Vaccination against IAV has historically involved immunization with whole virus, either inactivated or attenuated, with the primary intent of generating neutralizing antibodies. Intramuscular injection of inactivated IAV has been shown to elicit a particularly poor CD8+ T cell response84. In a comparison of a live attenuated and an inactivated influenza vaccine, intranasal delivery of the live attenuated vaccine generated both neutralizing antibodies and lung TRM cells80. Intraperitoneal or subcutaneous delivery of the inactivated vaccine generated neutralizing antibodies, but not lung TRM cells. Neither systemic (intraperitoneal) administration of the live attenuated vaccine nor intranasal delivery of the inactivated IAV vaccine elicited a measurable TRM cell response, suggesting a requirement for both the route of vaccine administration and a live attenuated formulation to generate a robust TRM cell response. Mucosal vaccines have been recently reviewed (see refs. 85,86). Briefly, emerging data suggest that mucosal vaccination against respiratory pathogens can elicit tissue immunity and prevent or eliminate infection at the site of entry. This is in comparison with current intramuscular SARS-CoV-2 vaccines, which prevent severe illness and mortality but lack substantial efficacy in preventing upper respiratory infection and viral transmission.
In mouse and hamster studies, a CpG-adjuvanted, recombinant SARS-CoV-2 vaccine targeting the Omicron Spike protein was administered via the intramuscular and intranasal routes87. Intranasal vaccination was superior in producing cross-neutralizing antibodies and promoted more rapid clearance of virus following Omicron challenge. The intranasal route elicited a T helper 1 cell (TH1 cell)-biased Spike-specific CD4+ and CD8+ splenic T cell response that was cross-reactive (to pre-Omicron variants) and likely contributed to vaccine-mediated protection.
Humoral and cellular responses were assessed in a mouse model comparing intramuscular and intranasal administration of a chimpanzee adenoviral vector vaccine targeting the SARS-CoV-2 Spike protein88. Although both routes of administration resulted in comparable serum-neutralizing antibody titres, a single intranasal dose generated superior immune protection against SARS-CoV-2 challenge compared with a two-dose regimen given intramuscularly. Furthermore, a single intranasal immunization prevented both upper and lower respiratory tract infection by SARS-CoV-2. Following intranasal, but not intramuscular, immunization, CD103+CD69+ T cells were present in the lung, likely representing TRM cells. The authors suggested that the superior protection conferred by the intranasal route was due to the mucosal immune response generated following intranasal vaccination and pointed to the potential value of strategies to discern which elements of the immune response contributed to protection (for example, B cell and T cell depletion, passive transfer or parabiosis experiments).
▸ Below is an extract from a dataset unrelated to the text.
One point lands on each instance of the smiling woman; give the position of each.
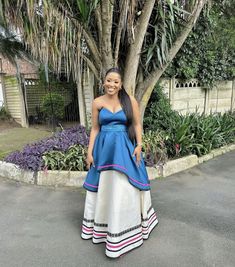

A series of elegant studies dissected mechanisms of vaccine-elicited B cell and T cell protection and directly compared intranasal and parenteral (subcutaneous or intramuscular) routes of administration. The authors developed IAV and SARS-CoV-2 protein subunit vaccines formulated in a carbomer-based nanoemulsion adjuvant system (Adjuplex) including either the Toll-like receptor 9 (TLR9) agonist CpG or the TLR4 agonist glucopyranosyl lipid A (GLA). The Adjuplex adjuvant system is a strong promoter of dendritic cell antigen cross-presentation and a potent inducer of CD8+ T cell responses to protein subunit vaccines. Immunization by either the intranasal or subcutaneous route led to effective control of SARS-CoV-2 Beta variant infection in mice with intact antibody responses, but only the intranasal route induced protection against the virus in the absence of antibody-mediated neutralization89–91. Protection in response to intranasal vaccination was associated with durable T cell-mediated immunity and with T cells in the lung parenchyma that expressed CD103, CD69 and CD49a. In contrast, subcutaneous administration of the SARS-CoV-2 vaccine was associated with abundant splenic and lung CD8+ T cells, but these were localized predominantly to the vasculature, and lacked cell surface markers of TRM cells. Thus, a growing body of work points to the possibility of fine-tuning mucosal immunization with a series of adjuvants to generate tissue-specific immunity mediated by TRM cells.
One immunization strategy to elicit a tissue-targeted TRM cell response is the ‘prime and pull’ approach that has been used in animal models92,93. The ‘prime’ step involves conventional parenteral immunization, followed by the ‘pull’ step which relies on topical application of an innate immune inflammatory stimulus (for instance, chemokine, adjuvant or another inflammatory mediator) to recruit activated T cells into particular tissues21,94,95. This method successfully recruited and retained effector T cells in local tissue environments and generated TRM cells for at least 1 year in some models21. This suggests that uncommitted effector T cells generated by parenteral inflammation can be altered by recruitment into inflamed peripheral tissues, suggesting that for these cells, TRM cell programming occurs after tissue entry. However, it is not clear how this method can be applied to an entire tissue, as opposed to a specific site within a tissue. Additionally, it is unclear which T cells are best at forming TRM cells when ‘pulled’ into a tissue, and whether current or recent TCR activation is required. At the very least, these experiments clearly demonstrate that persistent antigen stimulation is not required for the establishment of tissue residence. TRM cell precursors ‘pulled’ into tissue by inflammation clearly can establish residence, but whether they differ in fundamental ways from TRM cells that experience TCR activation in their destination tissue requires further study.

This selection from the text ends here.